19. Longest Common Subsequence

Problem Statement

Given two strings text1 and text2, return the length of their longest common subsequence. If there is no common subsequence, return 0.

A subsequence of a string is a new string generated from the original string with some characters (can be none) deleted without changing the relative order of the remaining characters.

  • For example, "ace" is a subsequence of "abcde".

A common subsequence of two strings is a subsequence that is common to both strings.

Example 1:

Input: text1 = "abcde", text2 = "ace" Output: 3 Explanation: The longest common subsequence is "ace" and its length is 3.

Example 2:

Input: text1 = "abc", text2 = "abc" Output: 3 Explanation: The longest common subsequence is "abc" and its length is 3.

Example 3:

Input: text1 = "abc", text2 = "def" Output: 0 Explanation: There is no common subsequence, so the result is 0.

Solution

class Solution:
    def longestCommonSubsequence(self, text1: str, text2: str) -> int:
        m, n = len(text1), len(text2)

        # Create a DP table
        # dp[i][j] will be the length of the LCS of text1[0..i-1] and text2[0..j-1]
        dp = [[0] * (n + 1) for _ in range(m + 1)]

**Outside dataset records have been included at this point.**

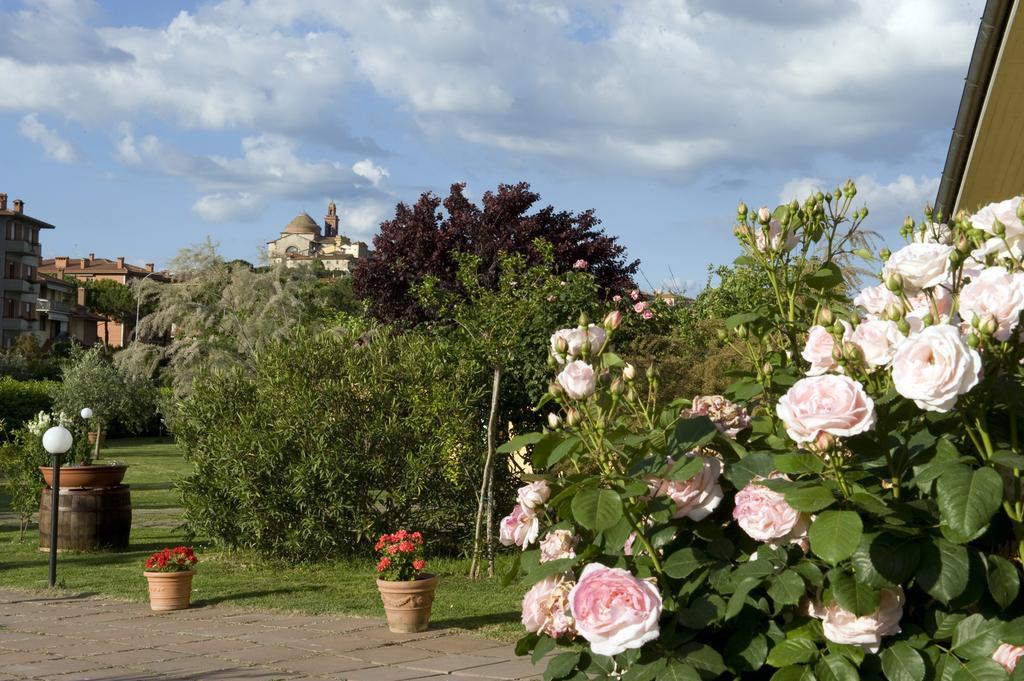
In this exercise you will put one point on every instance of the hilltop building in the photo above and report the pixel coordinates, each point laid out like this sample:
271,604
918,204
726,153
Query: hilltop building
302,242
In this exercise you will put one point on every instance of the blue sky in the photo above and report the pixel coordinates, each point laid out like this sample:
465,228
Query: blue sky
139,128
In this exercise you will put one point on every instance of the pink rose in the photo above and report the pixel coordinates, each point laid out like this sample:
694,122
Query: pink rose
997,294
1008,656
765,515
519,527
935,367
545,607
573,340
728,417
557,545
878,340
578,379
614,610
875,299
696,498
921,265
844,627
818,349
773,238
1005,212
834,405
535,495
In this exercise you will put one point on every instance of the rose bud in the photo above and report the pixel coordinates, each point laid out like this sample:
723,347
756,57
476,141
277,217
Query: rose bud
612,320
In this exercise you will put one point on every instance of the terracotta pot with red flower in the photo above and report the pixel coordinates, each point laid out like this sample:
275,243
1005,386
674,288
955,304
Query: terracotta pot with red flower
169,573
407,591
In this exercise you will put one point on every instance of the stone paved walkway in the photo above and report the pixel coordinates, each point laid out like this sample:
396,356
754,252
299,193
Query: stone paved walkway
72,639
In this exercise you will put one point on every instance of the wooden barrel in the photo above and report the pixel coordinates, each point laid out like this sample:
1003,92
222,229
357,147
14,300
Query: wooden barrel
88,519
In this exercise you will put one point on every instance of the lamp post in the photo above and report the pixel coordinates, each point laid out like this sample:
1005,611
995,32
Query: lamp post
138,305
86,414
56,441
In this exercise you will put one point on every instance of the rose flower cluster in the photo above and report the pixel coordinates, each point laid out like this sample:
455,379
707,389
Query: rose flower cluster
400,556
178,559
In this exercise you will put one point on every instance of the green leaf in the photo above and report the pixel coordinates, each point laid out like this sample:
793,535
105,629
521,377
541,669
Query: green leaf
968,499
828,275
560,666
747,649
597,509
901,663
1004,581
852,595
976,637
793,651
690,434
944,570
810,500
786,588
520,441
564,449
681,563
836,668
886,560
678,671
799,463
836,535
983,669
544,645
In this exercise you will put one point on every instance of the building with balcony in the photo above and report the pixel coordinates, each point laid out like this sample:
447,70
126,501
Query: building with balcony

        for i in range(1, m + 1):
            for j in range(1, n + 1):
                if text1[i - 1] == text2[j - 1]:
                    # If characters match, extend the LCS from the previous diagonal
                    dp[i][j] = 1 + dp[i - 1][j - 1]
                else:
                    # If they don't match, take the max from the top or left cell
                    dp[i][j] = max(dp[i - 1][j], dp[i][j - 1])

        return dp[m][n]

Explanation

This is a classic dynamic programming problem that can be solved using a 2D DP table.

Let dp[i][j] be the length of the longest common subsequence (LCS) between the first i characters of text1 and the first j characters of text2.

  1. Initialization: We create a (m+1) x (n+1) DP table, where m and n are the lengths of the strings. The table is initialized to zeros.

  2. DP Relation: We fill the table based on the following logic:

    • If the characters text1[i-1] and text2[j-1] are the same, then the LCS is one character longer than the LCS of the strings without these characters (text1[0..i-2] and text2[0..j-2]). So, dp[i][j] = 1 + dp[i-1][j-1].
    • If the characters are different, the LCS is the same as the LCS of either text1[0..i-1] and text2[0..j-2] ( dp[i][j-1] ) or text1[0..i-2] and text2[0..j-1] ( dp[i-1][j] ). We take the maximum of these two.

  3. Final Result: The value at dp[m][n] will be the length of the LCS for the entire text1 and text2.

The time complexity is O(mn) due to the nested loops for filling the DP table. The space complexity is also O(mn) for the table itself.

(Space Optimization)

We can optimize the space to O(min(m, n)) because each cell dp[i][j] only depends on the previous row and the current row. We can use two rows (or even one row with a temporary variable) to store the necessary values.